Если бы Суворин был опытный антрепренер, он бы открыл абонементную запись на "Власть тьмы" и давал ее пять раз в неделю.
А между тем "Власть тьмы" дана была до нового года в течение двух с половиною месяцев — всего двадцать один раз. В большом перерыве представлений был виноват Михайлов, который внезапно запил. Он был спившийся помещик из обруселых немцев. Первые восемь представлений дали восемь аншлагов. Полный сбор театра был около 1450 р.
Как яркую картину сборов и требований публики представляют такие сборы: 12 ноября (воскресенье) утро — "Трудовой хлеб" — 40 р. 50 к.; вечером — "Ганнеле" и "Свои собаки" — 1028 р. 31 к.; 3 декабря (воскресенье) утро — "Власть тьмы" — 1176 р. 81 к.; вечер — "Гроза" — 121 р. 61 к.; 31 декабря — "Около денег" драма Потехина со Стрепето-вой — 175 р. 37 к.
В январе Яворская в свой бенефис поставила "Принцессу Грёзу" Ростана. Она, конечно, видела исполнение этой пьесы Сарой Бернар и по мере сил старалась ее копировать. Что Бернар была далеко не гений, — это несомненно. Ее костлявая худоба к 50 годам исчезла и сменилась тем ожирением форм, к каким в этом возрасте особенно склонны француженки и еврейки. У Сары был чарующий голос, — она сохранила его до самой смерти. Так что Тургенев говорил Савиной:
— Кабы вам голос Бернар, — вы покорили бы мир.
У Яворской был скрипучий и хриплый голос. Переходов никаких она дать не могла, талант у ней был не из крупных, но она умела завладевать вниманием публики. Пять лет мне довелось служить с ней — и не было ни одной роли, которой бы она меня захватила. На самостоятельное творчество она была совершенно неспособна. Когда я ставил "Сирано" и "Памелу" Сарду, — она не видала оригиналов, — и потому от роли у нее ничего не осталось. В "Sans-Gene" она копировала Режан, в "Маргарите Готье" — Бернар; — этими двумя ролями она составила себе репутацию в театре Корша. Но из Раутенделейн Гауптмана (в "Потонувшем Колоколе") у нее ничего не вышло: были одни потуги на создание образа, а самого образа не было.

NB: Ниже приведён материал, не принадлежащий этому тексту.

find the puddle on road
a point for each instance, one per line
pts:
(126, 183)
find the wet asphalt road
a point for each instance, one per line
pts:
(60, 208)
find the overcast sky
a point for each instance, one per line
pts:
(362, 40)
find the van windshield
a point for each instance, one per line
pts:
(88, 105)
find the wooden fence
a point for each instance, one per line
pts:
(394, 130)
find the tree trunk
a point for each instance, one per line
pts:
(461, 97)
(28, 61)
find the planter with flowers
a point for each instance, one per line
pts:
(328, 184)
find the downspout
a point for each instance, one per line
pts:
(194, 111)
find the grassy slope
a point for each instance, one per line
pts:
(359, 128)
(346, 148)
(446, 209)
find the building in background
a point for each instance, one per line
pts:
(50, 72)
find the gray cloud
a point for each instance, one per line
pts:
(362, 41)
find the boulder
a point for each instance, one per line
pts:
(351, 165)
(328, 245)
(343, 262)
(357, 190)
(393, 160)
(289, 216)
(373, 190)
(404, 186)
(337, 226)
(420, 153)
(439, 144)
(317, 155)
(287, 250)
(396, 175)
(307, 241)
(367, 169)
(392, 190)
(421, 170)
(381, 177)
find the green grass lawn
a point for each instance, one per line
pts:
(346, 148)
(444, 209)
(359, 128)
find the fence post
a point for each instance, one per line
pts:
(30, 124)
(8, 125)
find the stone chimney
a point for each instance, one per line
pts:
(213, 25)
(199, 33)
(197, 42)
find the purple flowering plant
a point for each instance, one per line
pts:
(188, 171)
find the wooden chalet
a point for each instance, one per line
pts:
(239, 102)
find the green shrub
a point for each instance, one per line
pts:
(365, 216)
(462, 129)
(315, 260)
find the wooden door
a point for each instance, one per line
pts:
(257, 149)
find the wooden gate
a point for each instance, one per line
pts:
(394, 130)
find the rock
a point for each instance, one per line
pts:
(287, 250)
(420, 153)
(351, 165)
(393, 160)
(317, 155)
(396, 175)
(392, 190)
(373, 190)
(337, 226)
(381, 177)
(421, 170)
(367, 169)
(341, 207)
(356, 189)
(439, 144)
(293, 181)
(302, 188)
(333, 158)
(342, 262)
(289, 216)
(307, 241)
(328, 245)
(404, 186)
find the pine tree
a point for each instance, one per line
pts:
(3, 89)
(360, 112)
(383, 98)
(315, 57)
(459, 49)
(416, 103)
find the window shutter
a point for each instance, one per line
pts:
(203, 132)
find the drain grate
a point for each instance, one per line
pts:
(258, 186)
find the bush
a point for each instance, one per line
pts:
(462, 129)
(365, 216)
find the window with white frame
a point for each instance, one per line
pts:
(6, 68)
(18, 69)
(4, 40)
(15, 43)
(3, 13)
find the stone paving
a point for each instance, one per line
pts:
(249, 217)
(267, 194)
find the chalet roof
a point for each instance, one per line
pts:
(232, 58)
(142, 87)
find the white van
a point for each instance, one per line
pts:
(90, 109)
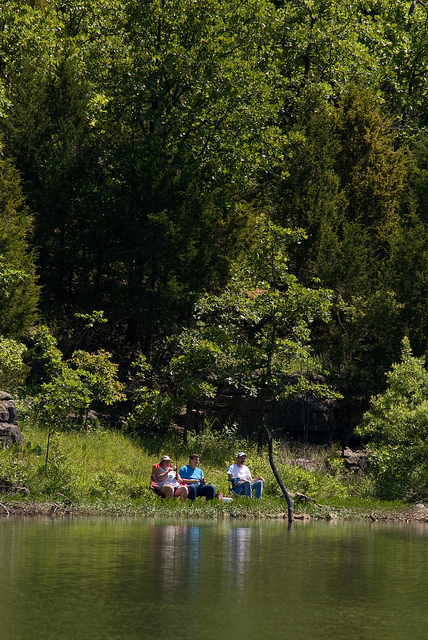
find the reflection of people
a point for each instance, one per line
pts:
(169, 481)
(243, 483)
(194, 478)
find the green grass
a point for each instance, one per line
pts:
(102, 471)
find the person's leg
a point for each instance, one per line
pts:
(243, 489)
(207, 490)
(192, 489)
(258, 488)
(181, 492)
(167, 491)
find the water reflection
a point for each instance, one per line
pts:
(126, 579)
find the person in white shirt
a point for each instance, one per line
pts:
(167, 478)
(243, 483)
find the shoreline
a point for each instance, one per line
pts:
(413, 514)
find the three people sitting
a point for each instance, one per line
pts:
(189, 482)
(242, 482)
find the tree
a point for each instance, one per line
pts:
(255, 334)
(126, 128)
(396, 427)
(343, 185)
(18, 289)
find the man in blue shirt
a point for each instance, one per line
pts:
(194, 478)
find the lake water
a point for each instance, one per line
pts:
(129, 579)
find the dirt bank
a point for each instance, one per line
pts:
(413, 514)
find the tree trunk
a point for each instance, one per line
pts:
(290, 502)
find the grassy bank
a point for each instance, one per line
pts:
(105, 472)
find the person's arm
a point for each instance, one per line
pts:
(184, 472)
(161, 474)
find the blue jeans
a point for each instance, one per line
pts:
(196, 490)
(246, 489)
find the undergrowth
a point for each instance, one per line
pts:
(102, 471)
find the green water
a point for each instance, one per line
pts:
(136, 578)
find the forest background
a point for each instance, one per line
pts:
(206, 193)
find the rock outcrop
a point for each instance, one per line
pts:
(10, 433)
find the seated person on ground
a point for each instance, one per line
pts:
(169, 481)
(243, 483)
(194, 478)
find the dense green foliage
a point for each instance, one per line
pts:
(142, 145)
(397, 424)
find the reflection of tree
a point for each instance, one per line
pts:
(238, 553)
(175, 553)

Т.Л. Щепкина-Куперник, ее друг, прекрасно перевела "Принцессу". Быть может, она перевела бы ее и лучше, если бы ей дали год на перевод и не торопили. Но все же она поняла самый дух подлинника и совершенно избежала тех прозаичных оборотов, которые так присущи Чюминой в ее стихотворных переводах. Суворин был очень против постановки этой пьесы и кричал всюду — и дома и в театре:
— Дурацкая пьеса! Какой-то дурак на каком-то дурацком корабле ищет какую-то дуру, от которой ему ничего не надо.

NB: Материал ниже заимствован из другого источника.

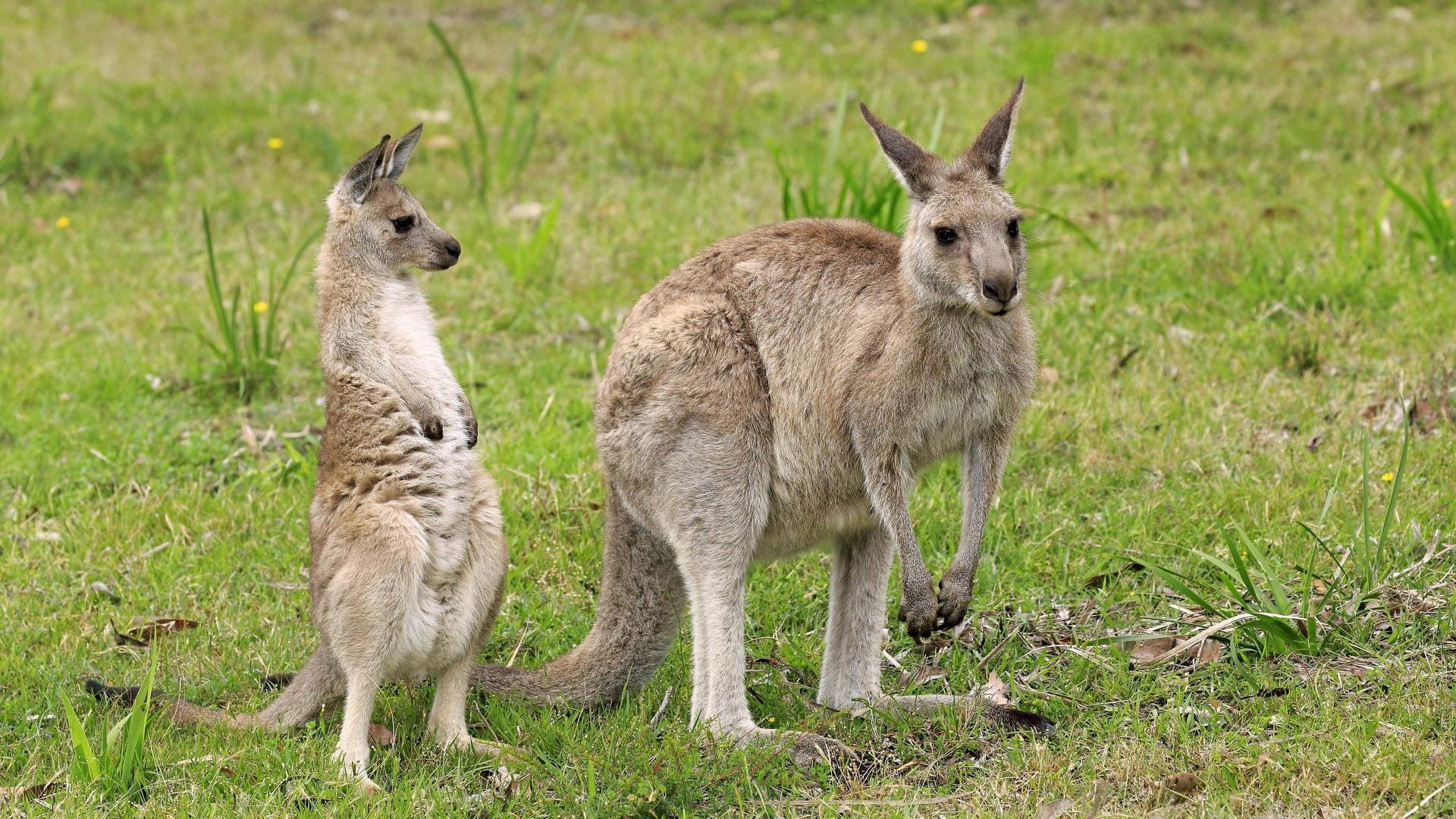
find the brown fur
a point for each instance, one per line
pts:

Но вопреки его предсказаниям, пьеса больше понравилась публике, чем все постановки новейшего репертуара. На первое представление в ложу председателя приехал великий князь Владимир. Туманом окутанный разбитый корабль, мавританский дворец принцессы, весь усыпанный лилиями, благоухающими в саженных кувшинах, бьющий фонтан, аромат от дыма курильниц — все это нравилось публике больше, чем гармоника и смазные сапоги. После "Власти тьмы" эта пьеса делала в сезоне наилучшие сборы, она в течение месяца дала десять почти полных сборов.